In certain embodiments, the neural network model 630 is a transducer model.

Fig. 7 illustrates a flowchart of a process 700 of determining a transformation relationship between images according to an embodiment of the present disclosure. In some embodiments, process 700 may be in computing device 120 in fig. 1. A process 700 for determining an image transformation relationship according to an embodiment of the present disclosure is now described with reference to fig. 1. For ease of understanding, the specific examples mentioned in the following description are illustrative and are not intended to limit the scope of the disclosure.

As shown in fig. 7, at 702, the computing device 120 may determine a number of matching points based on the location information of the at least one keypoint on the first image and the location information of the at least one keypoint on the second image. And, at 704, the number is compared to a threshold number. As an example, computing device 120 may determine whether the number of matching points for each query picture is greater than a threshold number, and discard the picture if the requirements are not met. When the number is greater than the threshold number, at 706, the computing device 120 may determine pose information for the first image. As an example, computing device 120 may calculate the pose of the query picture using PnP (PERSPECTIVE-n-Point) algorithm. Further, at 708, the computing device 120 may determine a transformation relationship of the first image to the second image based at least on pose information of the first image. As an example, the computing device 120 may determine the transformation relationship (rotation, translation, scaling, etc.) of the first image to the second image using, for example, a RANSAC algorithm, taking the newly calculated pose of each query image as reference coordinates. Further, the transformation relationship may be applied to, for example, a query map, resulting in a fusion of the query map to a reference map.

In some embodiments, if the original construction project of the query map exists (such as map points, matching relations and the like), the fine matching points can be used as control points, the pose fused in the previous step is used as an initial pose, and nonlinear optimization is adopted to further optimize the pose, so that a fusion result with higher precision is obtained.

In some embodiments, to determine location information of at least one keypoint on the first image 111, the computing device 120 may determine a matching score for a plurality of pixels in the first feature map to a plurality of pixels in the candidate feature map. The computing device 120 may also obtain location information for pixel pairs having a matching score greater than a threshold score. If the at least one keypoint matches the acquired location information of the pixel pair, the computing device 120 may acquire a partial feature map from the first feature map based on the location information of the pixel pair. Further, the computing device 120 may obtain a partial candidate feature map from the candidate feature maps based on the location information of the at least one keypoint in the candidate image. Based on the partial feature map and the partial candidate feature map, the computing device 120 may determine location information of at least one keypoint on the first image 111. It should be appreciated that while the resolution of the feature map in this embodiment is consistent, it may still enable determination of location information of the keypoints.

Through the above embodiments, the present disclosure provides a heterogeneous image fusion scheme for achieving keypoint matching using feature maps. According to the key point matching scheme, three-dimensional coordinates of key points in images of different descriptors are transferred to other images, so that repeated point-by-point matching operation is avoided. In addition, the rough-to-fine matching strategy can overcome the problems of weak textures, large texture difference and the like, so that the fusion precision is higher.

Fig. 8 illustrates a schematic block diagram of an image processing apparatus 800 according to some embodiments of the present disclosure. As shown in fig. 8, the apparatus 800 may include a candidate image determining module 802 configured to determine a candidate image that matches a first image based on similarity information, the first image and the candidate image each including at least one keypoint, location information of the at least one keypoint in the candidate image being known, the candidate image including a second image. The apparatus 800 may further comprise a feature map obtaining module 804 configured to obtain a first feature map and a candidate feature map from the first image and the candidate image, respectively. The apparatus 800 may further comprise a location information determining module 806 for determining location information of the at least one keypoint on the second image on the first image by determining matched pairs of pixels in the first feature map and the candidate feature map. Further, the apparatus 800 may comprise a transformation relation determination module 808 for determining a transformation relation of the first image to the second image based on the position information of the at least one keypoint on the first image and the position information of the at least one keypoint on the second image.

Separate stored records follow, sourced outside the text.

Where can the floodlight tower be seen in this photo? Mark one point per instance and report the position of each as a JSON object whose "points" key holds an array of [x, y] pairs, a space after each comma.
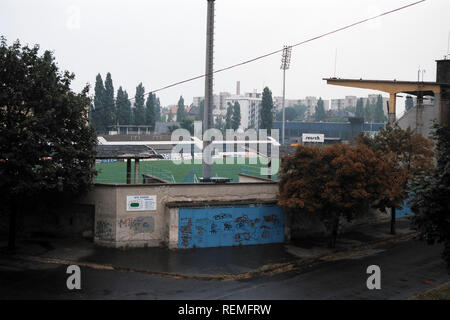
{"points": [[207, 113], [285, 62]]}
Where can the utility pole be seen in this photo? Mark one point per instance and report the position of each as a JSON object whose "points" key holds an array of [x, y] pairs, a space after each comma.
{"points": [[207, 112], [285, 62]]}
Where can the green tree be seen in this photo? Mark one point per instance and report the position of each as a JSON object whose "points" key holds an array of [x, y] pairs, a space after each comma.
{"points": [[158, 116], [408, 154], [109, 103], [368, 116], [430, 201], [188, 124], [46, 144], [150, 111], [229, 116], [181, 112], [266, 111], [320, 111], [379, 116], [98, 113], [300, 111], [359, 108], [409, 103], [290, 114], [236, 118], [220, 124], [139, 100], [332, 183], [202, 110], [123, 106]]}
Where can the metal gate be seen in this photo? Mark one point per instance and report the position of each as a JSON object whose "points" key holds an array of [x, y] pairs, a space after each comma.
{"points": [[230, 226]]}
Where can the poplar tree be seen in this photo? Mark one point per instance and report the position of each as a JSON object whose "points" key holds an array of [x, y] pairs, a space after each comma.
{"points": [[157, 109], [98, 113], [236, 118], [359, 108], [181, 112], [229, 116], [266, 112], [46, 144], [139, 111], [123, 106], [108, 103], [150, 111], [320, 111]]}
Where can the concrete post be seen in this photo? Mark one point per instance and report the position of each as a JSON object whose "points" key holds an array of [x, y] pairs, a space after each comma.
{"points": [[207, 112], [392, 105], [136, 171], [93, 175], [128, 171]]}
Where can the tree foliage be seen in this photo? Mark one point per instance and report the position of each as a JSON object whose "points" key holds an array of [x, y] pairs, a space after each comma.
{"points": [[359, 112], [236, 118], [266, 111], [46, 144], [332, 182], [408, 154], [320, 111], [289, 113], [430, 202], [181, 112], [98, 109], [109, 103], [150, 111], [123, 106], [139, 110]]}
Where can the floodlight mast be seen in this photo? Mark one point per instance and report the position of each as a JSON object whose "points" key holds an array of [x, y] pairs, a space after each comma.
{"points": [[285, 62], [207, 112]]}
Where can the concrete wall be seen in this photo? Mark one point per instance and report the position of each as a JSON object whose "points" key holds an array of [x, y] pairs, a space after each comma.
{"points": [[118, 227], [230, 226], [420, 119]]}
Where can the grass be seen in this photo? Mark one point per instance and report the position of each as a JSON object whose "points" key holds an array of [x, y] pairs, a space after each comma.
{"points": [[440, 293], [115, 172]]}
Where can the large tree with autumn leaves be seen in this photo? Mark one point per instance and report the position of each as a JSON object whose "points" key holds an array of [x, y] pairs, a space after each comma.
{"points": [[408, 154], [334, 182]]}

In some embodiments, the location information determination module 806 may include: a matching score determination module configured to determine matching scores of a plurality of pixels in the first feature map and a plurality of pixels in the candidate feature map; a position information acquisition module configured to acquire position information of the pixel pairs whose matching score is greater than a threshold score; a partial feature map acquisition module configured to acquire a partial feature map from the first feature map based on the position information of the pixel pair in response to the at least one key point conforming to the position information of the pixel pair; a partial candidate feature map acquisition module configured to acquire a partial candidate feature map from the candidate feature map based on the position information of the at least one key point in the candidate image; and a determining module configured to determine location information of the at least one keypoint on the first image based on the partial feature map and the partial candidate feature map.

In some embodiments, the feature map acquisition module 804 is configured to: acquiring a first sub-feature map of a first resolution and a second sub-feature map of a second resolution of the first image; and acquiring a third sub-feature map of the first resolution and a fourth sub-feature map of the second resolution of the candidate image, the first resolution being less than the second resolution.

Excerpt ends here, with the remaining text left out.